The partners wish to combine carbon capture at the Meri-Pori power plant with CO2 transportation by Maersk Tankers’ vessels and geological storage. Maersk Oil will investigate the possibility of providing final CO2 storage in the depleting oil and gas fields of the Danish North Sea, as well as the potential use of CO2 for Enhanced Oil Recovery (EOR). The aim is to capture, transport and store in excess of 1.2 million tonnes CO2 per year. Fortum and TVO have previously selected Siemens Energy as the CO2-capture technology partner for the project.
Subject to successful project development, the project will seek qualification for funding under the European Union’s CCS Demonstration Programme. The selection for this funding is expected to take place in 2011 and the final investment decision in 2011-2012. The project aims to be in operation by 2015.
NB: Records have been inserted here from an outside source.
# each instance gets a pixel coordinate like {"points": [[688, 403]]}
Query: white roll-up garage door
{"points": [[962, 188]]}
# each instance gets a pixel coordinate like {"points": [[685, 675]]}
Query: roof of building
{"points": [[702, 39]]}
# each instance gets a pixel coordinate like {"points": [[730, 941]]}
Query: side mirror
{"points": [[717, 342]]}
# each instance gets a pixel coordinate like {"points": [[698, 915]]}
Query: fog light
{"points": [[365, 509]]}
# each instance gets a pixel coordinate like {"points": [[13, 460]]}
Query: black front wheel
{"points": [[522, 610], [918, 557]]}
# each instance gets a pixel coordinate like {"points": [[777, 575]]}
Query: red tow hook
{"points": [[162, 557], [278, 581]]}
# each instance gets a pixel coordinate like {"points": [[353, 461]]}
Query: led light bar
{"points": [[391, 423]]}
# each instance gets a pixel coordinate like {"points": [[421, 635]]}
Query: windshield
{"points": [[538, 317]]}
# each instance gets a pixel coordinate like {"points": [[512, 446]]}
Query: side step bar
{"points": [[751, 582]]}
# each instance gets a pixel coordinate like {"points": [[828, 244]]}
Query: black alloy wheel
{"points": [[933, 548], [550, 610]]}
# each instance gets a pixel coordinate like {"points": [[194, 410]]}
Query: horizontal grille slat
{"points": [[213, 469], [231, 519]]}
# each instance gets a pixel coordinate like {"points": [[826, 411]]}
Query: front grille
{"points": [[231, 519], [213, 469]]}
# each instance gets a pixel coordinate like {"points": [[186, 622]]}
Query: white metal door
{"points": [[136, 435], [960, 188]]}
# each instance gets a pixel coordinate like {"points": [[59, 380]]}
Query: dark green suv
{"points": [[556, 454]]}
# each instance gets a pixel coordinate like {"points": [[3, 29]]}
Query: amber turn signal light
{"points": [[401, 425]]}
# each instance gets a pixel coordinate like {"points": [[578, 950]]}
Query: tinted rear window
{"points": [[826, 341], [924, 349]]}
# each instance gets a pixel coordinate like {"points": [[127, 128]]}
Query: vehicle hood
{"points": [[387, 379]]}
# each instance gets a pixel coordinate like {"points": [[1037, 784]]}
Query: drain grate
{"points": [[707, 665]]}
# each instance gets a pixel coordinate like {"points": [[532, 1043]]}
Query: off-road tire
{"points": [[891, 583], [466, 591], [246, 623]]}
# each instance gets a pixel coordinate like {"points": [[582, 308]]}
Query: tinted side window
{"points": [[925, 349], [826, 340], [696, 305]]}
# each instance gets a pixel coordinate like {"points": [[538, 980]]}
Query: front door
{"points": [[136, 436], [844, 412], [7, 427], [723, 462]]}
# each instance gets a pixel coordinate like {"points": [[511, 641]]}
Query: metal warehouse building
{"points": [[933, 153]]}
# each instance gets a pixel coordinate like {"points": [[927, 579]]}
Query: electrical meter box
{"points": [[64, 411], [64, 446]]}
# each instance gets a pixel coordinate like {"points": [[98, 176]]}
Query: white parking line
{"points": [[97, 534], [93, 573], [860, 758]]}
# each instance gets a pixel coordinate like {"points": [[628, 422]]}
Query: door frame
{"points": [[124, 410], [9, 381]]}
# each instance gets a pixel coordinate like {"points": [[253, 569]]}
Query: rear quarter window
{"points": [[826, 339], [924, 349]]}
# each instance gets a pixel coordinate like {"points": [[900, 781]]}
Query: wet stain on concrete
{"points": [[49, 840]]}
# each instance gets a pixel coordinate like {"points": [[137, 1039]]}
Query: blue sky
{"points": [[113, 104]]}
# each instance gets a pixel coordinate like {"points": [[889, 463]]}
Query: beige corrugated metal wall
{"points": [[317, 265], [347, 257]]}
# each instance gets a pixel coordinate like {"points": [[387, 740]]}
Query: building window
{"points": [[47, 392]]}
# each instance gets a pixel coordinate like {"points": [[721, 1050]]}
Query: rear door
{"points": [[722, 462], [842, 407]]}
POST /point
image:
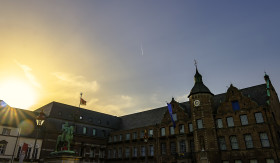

“CCS has the potential to become one of the key solutions in climate change mitigation. Maersk’s solid experience with sea transport and oil production in the North Sea, combined with the power plant expertise of Fortum, TVO and Siemens, make the project a very strong candidate for demonstrating CCS technology”, says Tapio Kuula President and CEO of Fortum.
“Shipping CO2 in tanker vessels is a cost efficient and flexible way to get CO2 from power plants to offshore storage sites, which makes it a suitable solution for large CO2 emission sources such as coal-fired power plants, especially in the emerging phase of CCS,” says Søren Skou, CEO of Maersk Tankers and member of the A.P. Moller – Maersk Group’s Executive Board.
“We believe CCS technology and enhanced oil recovery based on CO2 have the potential to become key solutions to the energy security and the climate change challenges currently facing Europe. By actively partnering in such innovative projects we now step up our efforts of investigation as to whether these technologies are viable and sustainable solutions, on which future business can be developed”, says Jakob Bo Thomasen, CEO of Maersk Oil and member of the A.P. Moller – Maersk Group’s Executive Board.
The coal-fired power plant is located at Pori on the west coast of Finland and has an installed capacity of 565 MW. The CCS demonstration is planned to process approximately 50 percent of the plant’s flue gas and to capture 90 percent of the CO2 it contains with Siemens’ proprietary post-combustion capture technology. Therefore it reduces CO2 emissions in excess of 1.2 million tonnes annually. Meri-Pori's CCS demonstration is among the largest post-combustion capture projects yet announced in Europe, the first to combine shipping, cross border transportation between two EU countries and enhanced oil recovery options.
Maersk Tankers already has the blueprints to build tanker vessels for the transport of CO2 from emission sources to storage sites. The vessels will be semi-pressurised and semi-refrigerated, keeping the CO2 liquid. Maersk Tankers has designed the vessels, based on years of experience with transportation of liquefied petrochemicals and natural gas, and in accordance with global standards.
As an oil and gas company with in-depth experience of safely and efficiently managing extraction from geological formations, Maersk Oil has the necessary knowledge and expertise required to implement CO2 storage in depleting offshore oil and gas fields. On this basis Maersk Oil is in the process of identifying suitable offshore sites in the North Sea for CO2 storage and EOR.